Fear of failure: Umpires’ biggest challenge
Wednesday, January 1 2014
THE GREATEST pressure facing cricket umpires at all levels is the fear of failure.
And how they maintain their focus and control of a match will determine their success as they also grapple with the challenges of technology and increased scrutiny by the media and the public.
This was the advice given by well-known FIFA football referee Ramesh Ramdhan to a wide cross-section of local umpires at a two-day symposium which ended on Sunday and was organised by the TT Umpires and Scorers Association at the National Cricket Centre at Balmain, Couva.
Ramdhan was giving a presentation “Coping With Pressure” to the large gathering which included former and current umpires including Peter Nero, Joel Wilson, Clyde Cumberbatch, Clarence Shafarali , new umpires association president Parasram Singh, and up and coming Zahid Bassarath and Danesh Ramdhanie.

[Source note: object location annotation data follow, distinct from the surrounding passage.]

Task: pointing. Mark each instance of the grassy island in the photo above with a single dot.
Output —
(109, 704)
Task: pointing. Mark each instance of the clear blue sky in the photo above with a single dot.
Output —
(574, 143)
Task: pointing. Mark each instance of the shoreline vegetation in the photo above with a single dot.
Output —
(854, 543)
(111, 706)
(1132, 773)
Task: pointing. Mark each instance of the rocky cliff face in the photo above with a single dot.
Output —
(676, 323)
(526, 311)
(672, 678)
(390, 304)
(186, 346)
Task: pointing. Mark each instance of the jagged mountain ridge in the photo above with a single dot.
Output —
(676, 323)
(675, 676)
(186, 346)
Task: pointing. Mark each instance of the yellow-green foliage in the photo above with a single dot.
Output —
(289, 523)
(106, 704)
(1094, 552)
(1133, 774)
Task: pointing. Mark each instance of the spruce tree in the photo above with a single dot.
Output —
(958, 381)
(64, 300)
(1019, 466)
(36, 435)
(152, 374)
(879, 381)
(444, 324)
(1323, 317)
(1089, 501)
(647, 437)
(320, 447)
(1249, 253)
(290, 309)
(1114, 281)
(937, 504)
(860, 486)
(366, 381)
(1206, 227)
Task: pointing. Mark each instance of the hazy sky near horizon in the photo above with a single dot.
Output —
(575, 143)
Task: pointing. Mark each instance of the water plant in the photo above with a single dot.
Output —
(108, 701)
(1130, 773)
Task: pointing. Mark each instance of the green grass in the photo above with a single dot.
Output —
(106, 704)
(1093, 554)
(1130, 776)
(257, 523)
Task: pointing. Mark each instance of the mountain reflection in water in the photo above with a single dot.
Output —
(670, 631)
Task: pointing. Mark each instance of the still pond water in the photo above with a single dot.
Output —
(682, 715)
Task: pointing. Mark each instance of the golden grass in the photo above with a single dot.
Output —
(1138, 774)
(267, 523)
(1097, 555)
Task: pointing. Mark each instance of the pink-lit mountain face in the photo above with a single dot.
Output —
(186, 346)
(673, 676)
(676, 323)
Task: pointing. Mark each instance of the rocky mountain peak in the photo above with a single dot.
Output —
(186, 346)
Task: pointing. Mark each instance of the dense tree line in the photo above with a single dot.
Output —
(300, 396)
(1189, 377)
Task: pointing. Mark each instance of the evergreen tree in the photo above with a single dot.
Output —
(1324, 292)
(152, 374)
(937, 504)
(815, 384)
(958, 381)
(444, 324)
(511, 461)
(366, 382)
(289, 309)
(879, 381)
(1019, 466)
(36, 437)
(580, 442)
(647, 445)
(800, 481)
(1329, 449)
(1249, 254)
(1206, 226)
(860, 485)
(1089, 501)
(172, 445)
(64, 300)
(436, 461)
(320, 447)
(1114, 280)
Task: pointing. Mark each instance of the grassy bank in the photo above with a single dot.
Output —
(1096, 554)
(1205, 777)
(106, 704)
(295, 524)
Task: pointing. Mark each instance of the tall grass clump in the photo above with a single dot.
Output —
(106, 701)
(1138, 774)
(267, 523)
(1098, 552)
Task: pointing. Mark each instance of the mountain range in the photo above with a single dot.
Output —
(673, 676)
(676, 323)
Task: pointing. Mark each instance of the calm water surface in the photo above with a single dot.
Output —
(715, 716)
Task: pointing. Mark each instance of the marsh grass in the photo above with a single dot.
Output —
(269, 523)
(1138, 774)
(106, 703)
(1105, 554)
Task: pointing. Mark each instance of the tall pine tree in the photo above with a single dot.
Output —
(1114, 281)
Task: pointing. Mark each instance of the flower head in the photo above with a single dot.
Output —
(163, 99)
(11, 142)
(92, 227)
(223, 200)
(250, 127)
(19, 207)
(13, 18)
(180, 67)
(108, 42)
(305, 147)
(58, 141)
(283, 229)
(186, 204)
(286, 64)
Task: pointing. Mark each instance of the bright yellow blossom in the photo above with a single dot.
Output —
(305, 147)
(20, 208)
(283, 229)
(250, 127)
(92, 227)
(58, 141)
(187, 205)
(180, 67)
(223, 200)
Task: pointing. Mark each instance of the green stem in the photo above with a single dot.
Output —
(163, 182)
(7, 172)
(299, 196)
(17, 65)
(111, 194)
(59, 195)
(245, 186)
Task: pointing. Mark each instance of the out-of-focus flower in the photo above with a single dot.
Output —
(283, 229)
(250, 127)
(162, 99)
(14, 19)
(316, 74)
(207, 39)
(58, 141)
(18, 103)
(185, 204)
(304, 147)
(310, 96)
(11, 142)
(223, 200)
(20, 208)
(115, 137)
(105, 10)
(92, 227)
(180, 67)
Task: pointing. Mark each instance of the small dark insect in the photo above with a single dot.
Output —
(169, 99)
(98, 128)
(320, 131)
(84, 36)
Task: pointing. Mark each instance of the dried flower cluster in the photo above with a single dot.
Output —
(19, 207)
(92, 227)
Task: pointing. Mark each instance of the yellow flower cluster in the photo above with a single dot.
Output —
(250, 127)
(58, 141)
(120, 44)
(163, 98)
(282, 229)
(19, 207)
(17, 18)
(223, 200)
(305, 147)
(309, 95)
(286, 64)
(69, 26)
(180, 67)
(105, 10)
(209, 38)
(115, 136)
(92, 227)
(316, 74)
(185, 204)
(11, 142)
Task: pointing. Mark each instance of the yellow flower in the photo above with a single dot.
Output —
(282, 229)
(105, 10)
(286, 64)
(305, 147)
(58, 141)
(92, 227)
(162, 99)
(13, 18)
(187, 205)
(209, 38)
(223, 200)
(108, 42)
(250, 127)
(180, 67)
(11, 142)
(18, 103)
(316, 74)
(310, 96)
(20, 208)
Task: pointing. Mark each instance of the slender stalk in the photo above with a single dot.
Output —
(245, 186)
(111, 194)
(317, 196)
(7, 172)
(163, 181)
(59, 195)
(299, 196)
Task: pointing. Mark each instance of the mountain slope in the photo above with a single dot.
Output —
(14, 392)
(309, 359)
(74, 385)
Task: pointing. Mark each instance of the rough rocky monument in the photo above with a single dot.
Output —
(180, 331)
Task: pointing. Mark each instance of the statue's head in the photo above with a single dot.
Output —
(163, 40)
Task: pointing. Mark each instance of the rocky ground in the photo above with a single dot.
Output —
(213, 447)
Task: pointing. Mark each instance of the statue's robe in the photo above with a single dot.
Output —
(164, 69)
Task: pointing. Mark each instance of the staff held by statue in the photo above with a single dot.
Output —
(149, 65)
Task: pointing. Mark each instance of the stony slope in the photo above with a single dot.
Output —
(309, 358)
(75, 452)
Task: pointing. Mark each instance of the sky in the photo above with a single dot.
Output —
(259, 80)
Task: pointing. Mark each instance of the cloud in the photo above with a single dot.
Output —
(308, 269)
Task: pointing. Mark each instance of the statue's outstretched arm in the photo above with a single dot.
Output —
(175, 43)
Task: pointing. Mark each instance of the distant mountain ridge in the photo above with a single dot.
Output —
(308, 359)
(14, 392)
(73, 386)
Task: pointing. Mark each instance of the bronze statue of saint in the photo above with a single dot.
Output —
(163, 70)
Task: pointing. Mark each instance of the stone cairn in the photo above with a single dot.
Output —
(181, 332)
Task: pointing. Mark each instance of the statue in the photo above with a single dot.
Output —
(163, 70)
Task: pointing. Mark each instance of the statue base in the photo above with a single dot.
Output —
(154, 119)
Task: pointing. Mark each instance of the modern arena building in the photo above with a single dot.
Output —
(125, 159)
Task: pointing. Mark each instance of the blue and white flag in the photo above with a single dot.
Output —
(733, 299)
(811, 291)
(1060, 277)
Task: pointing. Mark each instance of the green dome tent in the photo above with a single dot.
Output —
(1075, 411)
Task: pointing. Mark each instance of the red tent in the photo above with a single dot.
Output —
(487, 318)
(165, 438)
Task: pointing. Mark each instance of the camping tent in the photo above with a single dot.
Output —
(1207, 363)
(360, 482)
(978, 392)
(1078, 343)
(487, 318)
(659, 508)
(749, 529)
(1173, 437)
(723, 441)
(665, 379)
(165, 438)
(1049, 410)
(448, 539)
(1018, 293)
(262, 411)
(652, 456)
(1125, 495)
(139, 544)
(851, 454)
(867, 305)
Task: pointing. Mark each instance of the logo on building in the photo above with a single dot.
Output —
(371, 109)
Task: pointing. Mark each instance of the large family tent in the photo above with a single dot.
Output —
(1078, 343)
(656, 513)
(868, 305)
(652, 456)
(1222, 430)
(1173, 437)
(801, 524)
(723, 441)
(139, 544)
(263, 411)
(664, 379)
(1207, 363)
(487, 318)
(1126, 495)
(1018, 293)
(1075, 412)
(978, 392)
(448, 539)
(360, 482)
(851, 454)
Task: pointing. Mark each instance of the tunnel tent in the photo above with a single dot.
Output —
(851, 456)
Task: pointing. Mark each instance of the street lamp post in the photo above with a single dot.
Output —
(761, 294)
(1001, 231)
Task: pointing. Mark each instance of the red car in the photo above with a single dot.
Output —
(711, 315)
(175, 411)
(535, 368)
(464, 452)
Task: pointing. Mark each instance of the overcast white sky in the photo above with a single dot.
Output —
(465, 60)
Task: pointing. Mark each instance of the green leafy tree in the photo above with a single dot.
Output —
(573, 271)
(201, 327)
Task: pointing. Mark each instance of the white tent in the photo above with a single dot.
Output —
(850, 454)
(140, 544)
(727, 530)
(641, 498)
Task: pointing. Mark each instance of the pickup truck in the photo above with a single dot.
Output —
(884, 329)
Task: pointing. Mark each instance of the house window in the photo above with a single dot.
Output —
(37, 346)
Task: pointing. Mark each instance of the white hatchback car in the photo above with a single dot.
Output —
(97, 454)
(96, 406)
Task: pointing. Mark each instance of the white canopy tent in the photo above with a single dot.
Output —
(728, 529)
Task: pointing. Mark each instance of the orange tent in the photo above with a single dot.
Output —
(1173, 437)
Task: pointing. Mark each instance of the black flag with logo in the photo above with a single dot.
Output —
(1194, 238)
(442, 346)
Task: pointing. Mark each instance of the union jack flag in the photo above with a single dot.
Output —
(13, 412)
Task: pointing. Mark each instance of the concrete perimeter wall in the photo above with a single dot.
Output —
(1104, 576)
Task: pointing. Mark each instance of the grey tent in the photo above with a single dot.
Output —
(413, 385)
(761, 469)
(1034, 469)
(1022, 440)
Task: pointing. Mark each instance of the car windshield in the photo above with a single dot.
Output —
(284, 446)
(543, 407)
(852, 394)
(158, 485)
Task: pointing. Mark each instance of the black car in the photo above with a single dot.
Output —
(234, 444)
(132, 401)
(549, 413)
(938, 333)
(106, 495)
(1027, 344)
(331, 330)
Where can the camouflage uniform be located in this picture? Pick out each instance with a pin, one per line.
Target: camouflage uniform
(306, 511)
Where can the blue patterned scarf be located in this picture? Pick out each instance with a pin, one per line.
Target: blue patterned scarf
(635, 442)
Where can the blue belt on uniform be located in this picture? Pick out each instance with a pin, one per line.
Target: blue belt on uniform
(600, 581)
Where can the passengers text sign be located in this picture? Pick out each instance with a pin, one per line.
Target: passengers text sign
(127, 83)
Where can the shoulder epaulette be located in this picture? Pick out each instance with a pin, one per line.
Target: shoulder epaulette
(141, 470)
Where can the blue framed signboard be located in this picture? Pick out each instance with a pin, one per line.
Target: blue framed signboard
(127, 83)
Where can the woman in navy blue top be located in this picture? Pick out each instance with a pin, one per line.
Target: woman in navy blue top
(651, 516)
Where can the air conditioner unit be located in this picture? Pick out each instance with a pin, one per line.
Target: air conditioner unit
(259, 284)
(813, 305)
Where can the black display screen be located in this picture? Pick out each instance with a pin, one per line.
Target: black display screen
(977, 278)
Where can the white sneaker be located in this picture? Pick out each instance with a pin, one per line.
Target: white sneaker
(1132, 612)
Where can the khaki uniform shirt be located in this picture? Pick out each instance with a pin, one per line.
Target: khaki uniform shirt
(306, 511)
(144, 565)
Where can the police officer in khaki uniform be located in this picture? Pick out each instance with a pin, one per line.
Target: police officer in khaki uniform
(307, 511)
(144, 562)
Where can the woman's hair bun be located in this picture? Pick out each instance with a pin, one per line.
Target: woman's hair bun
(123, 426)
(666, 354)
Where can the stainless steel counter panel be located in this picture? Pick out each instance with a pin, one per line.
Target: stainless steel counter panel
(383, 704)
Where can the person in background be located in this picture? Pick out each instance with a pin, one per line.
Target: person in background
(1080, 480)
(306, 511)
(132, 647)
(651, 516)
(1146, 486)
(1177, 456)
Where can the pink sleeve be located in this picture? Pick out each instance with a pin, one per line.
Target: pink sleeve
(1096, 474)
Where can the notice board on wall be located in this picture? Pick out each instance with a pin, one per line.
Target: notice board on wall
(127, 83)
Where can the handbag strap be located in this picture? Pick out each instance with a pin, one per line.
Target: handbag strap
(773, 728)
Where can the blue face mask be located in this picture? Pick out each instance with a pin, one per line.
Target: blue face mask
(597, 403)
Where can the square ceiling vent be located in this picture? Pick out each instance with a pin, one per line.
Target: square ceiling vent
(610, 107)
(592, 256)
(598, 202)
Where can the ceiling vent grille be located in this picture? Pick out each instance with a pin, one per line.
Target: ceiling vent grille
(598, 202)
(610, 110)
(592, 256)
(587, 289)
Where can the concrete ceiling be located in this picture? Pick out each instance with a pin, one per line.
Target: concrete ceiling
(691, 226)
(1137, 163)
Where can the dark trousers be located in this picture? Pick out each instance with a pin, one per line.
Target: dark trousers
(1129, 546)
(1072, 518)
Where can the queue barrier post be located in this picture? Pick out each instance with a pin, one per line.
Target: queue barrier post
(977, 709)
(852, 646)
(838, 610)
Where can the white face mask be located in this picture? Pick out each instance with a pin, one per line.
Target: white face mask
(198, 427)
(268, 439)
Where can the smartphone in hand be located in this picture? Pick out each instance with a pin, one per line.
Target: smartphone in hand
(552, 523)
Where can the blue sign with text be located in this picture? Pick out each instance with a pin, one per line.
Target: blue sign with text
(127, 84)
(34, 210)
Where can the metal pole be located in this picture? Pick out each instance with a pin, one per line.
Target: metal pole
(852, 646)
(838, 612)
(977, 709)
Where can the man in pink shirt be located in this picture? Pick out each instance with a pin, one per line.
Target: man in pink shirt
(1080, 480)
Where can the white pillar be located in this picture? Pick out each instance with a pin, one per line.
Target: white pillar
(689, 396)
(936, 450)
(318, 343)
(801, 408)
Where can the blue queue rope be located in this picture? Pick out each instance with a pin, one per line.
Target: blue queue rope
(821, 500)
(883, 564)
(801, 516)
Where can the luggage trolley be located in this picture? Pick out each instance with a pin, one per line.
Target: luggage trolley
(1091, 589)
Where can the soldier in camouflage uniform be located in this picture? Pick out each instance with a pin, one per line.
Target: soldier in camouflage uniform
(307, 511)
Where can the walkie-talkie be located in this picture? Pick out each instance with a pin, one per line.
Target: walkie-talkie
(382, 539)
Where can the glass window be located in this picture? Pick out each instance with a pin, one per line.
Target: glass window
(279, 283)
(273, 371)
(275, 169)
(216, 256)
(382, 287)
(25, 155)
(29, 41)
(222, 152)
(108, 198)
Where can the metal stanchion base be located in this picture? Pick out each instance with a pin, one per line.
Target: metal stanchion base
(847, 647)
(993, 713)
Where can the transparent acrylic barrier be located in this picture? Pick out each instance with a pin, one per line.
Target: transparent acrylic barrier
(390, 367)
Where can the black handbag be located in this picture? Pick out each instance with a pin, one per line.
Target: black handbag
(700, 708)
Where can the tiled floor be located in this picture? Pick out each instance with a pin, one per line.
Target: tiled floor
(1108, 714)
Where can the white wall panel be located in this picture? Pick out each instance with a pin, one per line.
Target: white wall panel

Ramdhanie said umpires must exude confidence and armed with a knowledge of the game should develop a mental toughness so they will never feel threatened by players or have a fear of criticism.
“Pressure is all in your mind. It is not caused by external elements. It’s you working against you. Your objective at all times is to maintain focus wherever you may be officiating. Managing your thoughts and emotions effectively will determine how you perform,” said Ramdhan.
He advised the umpires that they must live in the moment and not think about the last ball bowled or the last decision made, rightly or wrongly. He cautioned that deep thought must go into their decision making since reputations and careers depended on it.
Ramdhan said in his training as a world recognised football referee, officials studied worst case scenarios and he urged the umpires to embrace the challenges including the eye of the commentators and the public watching all over the world. He said the ability to officiate well is a combination of a thorough knowledge and understanding of the laws of the game; physical fitness which improves the mental condition of the umpire; and proper preparation for the upcoming match.
“You must draw from your experience and the experience of others, look at matches and create a mental databank,” said Ramdhan. He urged them to be “firm, fair and fearless” in the execution of their duties and to always maintain the integrity of the game.
“Cricket is not about you or the players. It is about the game. And whatever is needed to help you must be employed including some rituals which affect the psyche and are very important just like what some may consider lucky socks or shorts, or the reading of a particular Psalm before the fixture.”
He recalled the wellknown routine of world famous Italian football referee Pierliugi Collina, who reposed himself for a full ten minutes before coming out unto the pitch with his eyes burning so fiercely some say it could penetrate walls.
“Umpires are the caretakers of cricket. You must learn to enjoy every moment, relax and have fun but never put yourself in a compromising situation since it could mean problems later on.